Improve Sleep Quality By Eliminating These Common Nighttime Snacks
If you are ready to start making some positive changes to your nighttime routine in order to get better quality of sleep and rest for the next day, there are some habits that you will want to start to pick up, as well as some habits that you will want to drop immediately. If you have a tendency to snack on something after dinner and shortly before bed, you really should keep on reading to learn about why this may be contributing to a lack of quality sleep that you more than likely have been noticing and experiencing. Truth be told, I also tend to snack before bed, but after coming across an article by She Knows that reveals which foods harm sleep quality, I realized the importance of snacking smart, so as to promote sleep rather than prevent it.
This may already seem a bit obvious, but if you find yourself heating up a slice of leftover cold pizza before bed, you may now know the culprit that is robbing you of sleep. Greasy, fatty foods like pizza are difficult for the body to digest enough as is. When you go to bed while the body is still trying to digest these foods, you will more than likely experience heartburn, indigestion, and even stomachaches, which will leave you tossing and turning all night.

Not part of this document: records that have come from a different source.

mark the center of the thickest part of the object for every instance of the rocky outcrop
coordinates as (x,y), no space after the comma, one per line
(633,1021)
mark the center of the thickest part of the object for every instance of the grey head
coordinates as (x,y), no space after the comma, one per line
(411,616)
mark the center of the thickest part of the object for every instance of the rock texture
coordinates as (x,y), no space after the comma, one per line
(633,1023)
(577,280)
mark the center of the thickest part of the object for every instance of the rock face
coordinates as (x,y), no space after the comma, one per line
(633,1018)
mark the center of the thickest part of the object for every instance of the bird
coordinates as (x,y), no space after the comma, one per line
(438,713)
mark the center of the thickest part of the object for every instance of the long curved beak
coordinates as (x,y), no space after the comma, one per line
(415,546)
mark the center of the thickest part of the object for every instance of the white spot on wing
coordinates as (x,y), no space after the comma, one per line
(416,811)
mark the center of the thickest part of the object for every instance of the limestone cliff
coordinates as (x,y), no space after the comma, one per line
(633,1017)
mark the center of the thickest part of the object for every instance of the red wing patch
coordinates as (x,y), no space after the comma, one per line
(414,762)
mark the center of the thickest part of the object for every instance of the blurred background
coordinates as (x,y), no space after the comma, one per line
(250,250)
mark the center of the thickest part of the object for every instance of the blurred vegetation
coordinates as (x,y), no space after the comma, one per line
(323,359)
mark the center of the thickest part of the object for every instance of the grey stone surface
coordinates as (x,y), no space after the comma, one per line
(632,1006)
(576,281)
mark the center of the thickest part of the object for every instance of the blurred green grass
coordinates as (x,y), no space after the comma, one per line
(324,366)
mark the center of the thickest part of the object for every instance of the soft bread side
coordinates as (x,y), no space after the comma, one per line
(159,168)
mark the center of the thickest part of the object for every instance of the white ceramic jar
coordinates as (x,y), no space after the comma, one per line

The same holds true for acidic foods such as tomatoes and oranges, so keep foods that are greasy and acidic strictly a daytime snack.
You may be thinking that switching to healthier snacking habits at night is a good thing, but believe it or not, some healthy foods can actually interrupt your sleep. Broccoli, for example, increases the production of gas in your intestinal tract, which can cause stomach cramps in the middle of the night. The same holds true for brussels sprouts and cauliflower as well.
As for drinking before bed, well, it's best to just not do it. Youmay think that one glass of wine before bed helps you get to sleep, and you are right, in a sense. Alcohol can make falling asleep easier, but it will also make staying asleep that much more difficult. Avoid alcohol in the three hours before bed. As for water, stop drinking it an hour before going to sleep, and be sure to use the bathroom before drifting off, since you don't want to wake up in the middle of the night rushing to the bathroom.